The Government has set a target for all businesses and organisations to “accurately reflect the national demography in terms of the racial backgrounds of staff in their workplace” by 2006. This means that in just over a years time, 80% of staff must be black, and 20% white, with huge fines and other penalties for those companies who fail to meet this criteria. The current trend among skilled labour is in exactly the opposite proportion which means that Jews (and whites in general) are being laid off on a massive scale and those currently out of work are virtually unemployable. The aid that Louise provided was education and training focussed and she ran an I.T. course for those Jews who need to be re-skilled to aid their chances of getting work.

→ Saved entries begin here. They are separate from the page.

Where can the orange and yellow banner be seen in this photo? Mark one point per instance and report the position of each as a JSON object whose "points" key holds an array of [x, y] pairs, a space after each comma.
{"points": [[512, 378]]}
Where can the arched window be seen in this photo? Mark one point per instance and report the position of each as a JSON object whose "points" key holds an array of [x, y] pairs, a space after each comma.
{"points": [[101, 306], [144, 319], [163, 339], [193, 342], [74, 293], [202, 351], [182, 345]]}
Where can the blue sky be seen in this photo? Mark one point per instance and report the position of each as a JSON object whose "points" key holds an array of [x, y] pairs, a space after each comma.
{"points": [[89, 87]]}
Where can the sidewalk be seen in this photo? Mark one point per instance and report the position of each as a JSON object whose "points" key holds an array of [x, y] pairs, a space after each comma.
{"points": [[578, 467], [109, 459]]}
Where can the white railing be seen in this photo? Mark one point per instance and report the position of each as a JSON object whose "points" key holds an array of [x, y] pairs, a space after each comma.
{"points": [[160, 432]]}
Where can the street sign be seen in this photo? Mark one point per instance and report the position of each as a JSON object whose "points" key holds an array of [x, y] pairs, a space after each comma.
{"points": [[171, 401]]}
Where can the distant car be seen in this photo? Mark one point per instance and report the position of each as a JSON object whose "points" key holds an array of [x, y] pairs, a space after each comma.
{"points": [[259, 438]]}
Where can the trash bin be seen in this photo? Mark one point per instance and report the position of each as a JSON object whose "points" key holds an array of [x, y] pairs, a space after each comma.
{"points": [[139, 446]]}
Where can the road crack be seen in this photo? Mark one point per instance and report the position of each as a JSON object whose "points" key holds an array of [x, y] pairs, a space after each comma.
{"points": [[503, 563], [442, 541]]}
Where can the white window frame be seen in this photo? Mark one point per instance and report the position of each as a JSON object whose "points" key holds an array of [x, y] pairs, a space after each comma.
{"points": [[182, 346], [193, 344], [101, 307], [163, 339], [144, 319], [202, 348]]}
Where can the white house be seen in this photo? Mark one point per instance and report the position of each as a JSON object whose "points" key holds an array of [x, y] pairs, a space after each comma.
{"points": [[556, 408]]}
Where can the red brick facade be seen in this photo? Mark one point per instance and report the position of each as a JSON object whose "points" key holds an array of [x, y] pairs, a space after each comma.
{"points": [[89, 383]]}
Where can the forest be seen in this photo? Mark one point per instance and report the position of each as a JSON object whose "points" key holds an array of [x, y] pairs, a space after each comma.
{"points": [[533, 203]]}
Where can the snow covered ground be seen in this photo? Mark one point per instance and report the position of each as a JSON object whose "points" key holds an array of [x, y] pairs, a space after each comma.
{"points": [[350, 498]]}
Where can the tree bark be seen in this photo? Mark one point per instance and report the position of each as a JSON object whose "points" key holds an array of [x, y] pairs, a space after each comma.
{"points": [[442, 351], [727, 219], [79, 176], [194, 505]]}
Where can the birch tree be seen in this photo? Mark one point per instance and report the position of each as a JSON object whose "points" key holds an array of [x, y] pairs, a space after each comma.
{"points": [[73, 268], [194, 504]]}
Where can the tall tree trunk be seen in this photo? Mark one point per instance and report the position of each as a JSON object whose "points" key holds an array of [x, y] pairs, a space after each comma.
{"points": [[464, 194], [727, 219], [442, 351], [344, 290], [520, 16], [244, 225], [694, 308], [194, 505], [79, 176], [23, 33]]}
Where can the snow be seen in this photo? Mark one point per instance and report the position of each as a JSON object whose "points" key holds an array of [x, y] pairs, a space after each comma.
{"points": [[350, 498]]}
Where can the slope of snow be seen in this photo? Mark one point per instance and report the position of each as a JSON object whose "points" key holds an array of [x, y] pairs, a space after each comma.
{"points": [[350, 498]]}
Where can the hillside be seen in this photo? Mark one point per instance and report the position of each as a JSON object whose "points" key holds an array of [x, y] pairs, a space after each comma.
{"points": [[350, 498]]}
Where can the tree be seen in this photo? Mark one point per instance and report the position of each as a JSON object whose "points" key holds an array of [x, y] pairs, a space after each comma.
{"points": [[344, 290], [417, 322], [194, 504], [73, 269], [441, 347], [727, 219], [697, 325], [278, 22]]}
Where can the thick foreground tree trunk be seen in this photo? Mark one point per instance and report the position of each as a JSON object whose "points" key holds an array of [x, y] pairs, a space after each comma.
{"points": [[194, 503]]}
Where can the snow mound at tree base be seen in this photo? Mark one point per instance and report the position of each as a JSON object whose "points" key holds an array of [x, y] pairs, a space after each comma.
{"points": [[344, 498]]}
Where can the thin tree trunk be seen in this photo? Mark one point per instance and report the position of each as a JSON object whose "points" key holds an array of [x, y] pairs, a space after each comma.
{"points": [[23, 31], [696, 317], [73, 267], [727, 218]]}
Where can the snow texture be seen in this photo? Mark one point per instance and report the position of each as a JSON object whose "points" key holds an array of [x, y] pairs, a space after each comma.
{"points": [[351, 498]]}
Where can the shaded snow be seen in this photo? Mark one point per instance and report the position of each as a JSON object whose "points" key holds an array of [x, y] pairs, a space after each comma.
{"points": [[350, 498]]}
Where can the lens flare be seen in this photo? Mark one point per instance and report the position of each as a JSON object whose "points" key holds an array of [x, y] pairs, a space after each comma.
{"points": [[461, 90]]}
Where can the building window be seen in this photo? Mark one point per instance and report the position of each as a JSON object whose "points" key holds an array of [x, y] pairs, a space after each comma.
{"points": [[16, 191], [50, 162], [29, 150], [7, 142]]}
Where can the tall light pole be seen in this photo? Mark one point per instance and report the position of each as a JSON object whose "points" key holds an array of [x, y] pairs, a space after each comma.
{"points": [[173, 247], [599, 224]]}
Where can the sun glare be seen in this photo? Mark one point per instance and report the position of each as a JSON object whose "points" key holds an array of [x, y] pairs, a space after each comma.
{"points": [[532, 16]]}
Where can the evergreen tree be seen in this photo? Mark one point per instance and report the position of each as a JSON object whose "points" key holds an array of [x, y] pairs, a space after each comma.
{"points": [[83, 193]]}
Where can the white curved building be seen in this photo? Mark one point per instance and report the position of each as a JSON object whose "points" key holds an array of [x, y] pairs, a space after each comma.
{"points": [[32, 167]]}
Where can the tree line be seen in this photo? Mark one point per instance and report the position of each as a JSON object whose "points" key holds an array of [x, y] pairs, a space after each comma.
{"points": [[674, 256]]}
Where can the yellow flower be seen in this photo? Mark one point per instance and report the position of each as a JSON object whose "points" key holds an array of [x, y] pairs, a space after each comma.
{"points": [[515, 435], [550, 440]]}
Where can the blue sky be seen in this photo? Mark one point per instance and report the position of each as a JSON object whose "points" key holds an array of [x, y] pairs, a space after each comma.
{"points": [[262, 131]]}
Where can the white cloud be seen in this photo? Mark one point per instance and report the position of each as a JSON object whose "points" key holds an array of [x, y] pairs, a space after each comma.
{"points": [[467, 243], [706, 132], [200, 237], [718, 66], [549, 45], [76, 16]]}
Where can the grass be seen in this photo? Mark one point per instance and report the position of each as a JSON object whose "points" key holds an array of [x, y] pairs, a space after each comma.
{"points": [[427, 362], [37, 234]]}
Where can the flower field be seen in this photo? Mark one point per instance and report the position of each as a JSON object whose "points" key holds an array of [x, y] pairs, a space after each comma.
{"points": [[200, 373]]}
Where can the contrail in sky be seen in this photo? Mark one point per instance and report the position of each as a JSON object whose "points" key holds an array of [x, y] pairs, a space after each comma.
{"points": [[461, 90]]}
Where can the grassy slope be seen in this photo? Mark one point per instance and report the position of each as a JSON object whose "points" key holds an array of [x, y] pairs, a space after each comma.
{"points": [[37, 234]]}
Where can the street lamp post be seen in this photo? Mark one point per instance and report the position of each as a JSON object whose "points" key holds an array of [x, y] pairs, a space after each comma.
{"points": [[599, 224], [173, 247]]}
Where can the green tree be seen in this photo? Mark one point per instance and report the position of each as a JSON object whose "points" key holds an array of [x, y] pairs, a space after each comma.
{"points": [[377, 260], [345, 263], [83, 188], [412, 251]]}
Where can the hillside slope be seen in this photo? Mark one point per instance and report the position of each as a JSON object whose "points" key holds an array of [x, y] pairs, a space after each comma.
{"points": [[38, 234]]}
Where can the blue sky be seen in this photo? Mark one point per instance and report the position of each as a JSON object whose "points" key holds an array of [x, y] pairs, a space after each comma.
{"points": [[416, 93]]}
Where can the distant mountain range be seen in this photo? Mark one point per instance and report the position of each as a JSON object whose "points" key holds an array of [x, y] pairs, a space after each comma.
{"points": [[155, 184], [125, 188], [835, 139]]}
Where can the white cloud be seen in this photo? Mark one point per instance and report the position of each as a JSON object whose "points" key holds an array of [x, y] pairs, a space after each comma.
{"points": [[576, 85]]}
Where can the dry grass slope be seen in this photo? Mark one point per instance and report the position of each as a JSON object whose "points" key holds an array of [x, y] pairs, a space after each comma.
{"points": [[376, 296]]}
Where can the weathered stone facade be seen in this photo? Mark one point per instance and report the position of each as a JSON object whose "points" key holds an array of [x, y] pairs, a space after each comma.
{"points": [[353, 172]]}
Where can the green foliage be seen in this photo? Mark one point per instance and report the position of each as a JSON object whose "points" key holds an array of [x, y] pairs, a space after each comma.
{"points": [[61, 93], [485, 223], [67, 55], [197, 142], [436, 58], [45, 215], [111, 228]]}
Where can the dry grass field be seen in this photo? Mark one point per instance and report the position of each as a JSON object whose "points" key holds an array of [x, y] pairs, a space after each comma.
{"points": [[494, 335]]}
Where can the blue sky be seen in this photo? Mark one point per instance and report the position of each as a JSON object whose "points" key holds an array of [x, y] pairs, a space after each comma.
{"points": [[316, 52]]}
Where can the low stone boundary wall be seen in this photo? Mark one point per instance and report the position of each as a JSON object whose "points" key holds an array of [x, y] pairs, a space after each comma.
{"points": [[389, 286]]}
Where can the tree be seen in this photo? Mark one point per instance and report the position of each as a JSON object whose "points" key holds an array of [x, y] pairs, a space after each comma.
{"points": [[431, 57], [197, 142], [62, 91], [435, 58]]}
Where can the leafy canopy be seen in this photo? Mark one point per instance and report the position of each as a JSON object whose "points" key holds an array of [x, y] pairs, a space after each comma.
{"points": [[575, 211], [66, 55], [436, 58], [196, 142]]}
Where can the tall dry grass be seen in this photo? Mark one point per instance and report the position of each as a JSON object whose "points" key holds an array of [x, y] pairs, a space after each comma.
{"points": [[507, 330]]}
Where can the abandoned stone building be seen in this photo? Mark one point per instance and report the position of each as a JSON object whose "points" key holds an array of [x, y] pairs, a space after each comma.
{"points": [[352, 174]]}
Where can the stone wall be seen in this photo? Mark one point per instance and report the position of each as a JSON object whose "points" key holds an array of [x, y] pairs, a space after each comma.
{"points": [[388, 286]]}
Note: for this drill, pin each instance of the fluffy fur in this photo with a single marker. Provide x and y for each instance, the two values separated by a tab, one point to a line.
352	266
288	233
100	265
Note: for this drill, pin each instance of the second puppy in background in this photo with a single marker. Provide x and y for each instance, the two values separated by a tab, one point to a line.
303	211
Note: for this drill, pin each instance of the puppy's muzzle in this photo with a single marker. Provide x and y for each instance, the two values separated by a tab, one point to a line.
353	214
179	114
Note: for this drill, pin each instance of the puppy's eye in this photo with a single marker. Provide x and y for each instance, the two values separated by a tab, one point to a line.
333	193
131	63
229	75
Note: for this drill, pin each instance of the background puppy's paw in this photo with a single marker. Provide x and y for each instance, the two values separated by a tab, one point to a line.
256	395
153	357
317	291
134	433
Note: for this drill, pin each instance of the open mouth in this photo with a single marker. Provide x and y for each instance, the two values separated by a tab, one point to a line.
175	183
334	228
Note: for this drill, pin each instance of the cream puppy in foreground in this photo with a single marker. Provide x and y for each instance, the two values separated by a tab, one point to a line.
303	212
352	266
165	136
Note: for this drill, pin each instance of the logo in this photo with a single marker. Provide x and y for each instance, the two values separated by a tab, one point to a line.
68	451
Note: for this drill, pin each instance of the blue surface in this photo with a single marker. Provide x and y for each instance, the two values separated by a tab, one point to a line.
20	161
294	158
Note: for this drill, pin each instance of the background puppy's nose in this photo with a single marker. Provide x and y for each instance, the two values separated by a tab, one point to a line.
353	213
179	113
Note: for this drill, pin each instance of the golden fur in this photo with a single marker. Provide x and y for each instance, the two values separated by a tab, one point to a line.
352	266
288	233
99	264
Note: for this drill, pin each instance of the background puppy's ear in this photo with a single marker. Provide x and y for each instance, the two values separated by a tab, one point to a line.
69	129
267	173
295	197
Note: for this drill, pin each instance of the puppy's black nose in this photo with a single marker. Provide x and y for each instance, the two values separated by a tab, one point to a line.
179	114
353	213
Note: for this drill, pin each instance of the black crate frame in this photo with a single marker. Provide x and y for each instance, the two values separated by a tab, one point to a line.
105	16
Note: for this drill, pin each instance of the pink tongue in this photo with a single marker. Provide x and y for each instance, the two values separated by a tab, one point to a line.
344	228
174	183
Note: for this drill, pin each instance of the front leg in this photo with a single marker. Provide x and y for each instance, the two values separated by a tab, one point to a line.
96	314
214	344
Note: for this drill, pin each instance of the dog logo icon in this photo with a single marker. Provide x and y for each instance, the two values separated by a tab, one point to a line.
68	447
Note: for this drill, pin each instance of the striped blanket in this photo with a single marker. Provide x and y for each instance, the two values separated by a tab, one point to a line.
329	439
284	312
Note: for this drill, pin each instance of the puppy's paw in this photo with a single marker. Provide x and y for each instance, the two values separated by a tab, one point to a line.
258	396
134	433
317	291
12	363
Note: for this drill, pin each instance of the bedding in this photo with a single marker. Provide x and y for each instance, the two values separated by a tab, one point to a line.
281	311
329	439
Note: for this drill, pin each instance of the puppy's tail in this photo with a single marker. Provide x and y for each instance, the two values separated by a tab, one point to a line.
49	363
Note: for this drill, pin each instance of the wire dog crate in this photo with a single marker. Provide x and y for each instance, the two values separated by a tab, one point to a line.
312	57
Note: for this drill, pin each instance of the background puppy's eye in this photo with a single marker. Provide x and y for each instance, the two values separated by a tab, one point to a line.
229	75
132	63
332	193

Another element of the programme involves working with Black disadvantaged communities to help them overcome the poverty, lack of skills and opportunities, offset by the legacy of apartheid. These placements include participating in Aids and HIV awareness and other work in townships. Another project she worked on involved facilitating the co-ordination of local women's groups to run small entrepreneurial businesses. She had to try to motivate and instil in them the confidence to use the skills they had learned in order to work themselves out of poverty by creating, packaging and marketing native art products.

Louise described the problems she faced; “At the beginning it was very hard to make them realise their own potential. When I first told them they had the potential to start up a business and make money for themselves, I might as well have been saying that they could walk on water.  However, after asking them to raffle off some of their goods they saw that people would pay money for them, and they started to believe me, and in their own abilities.”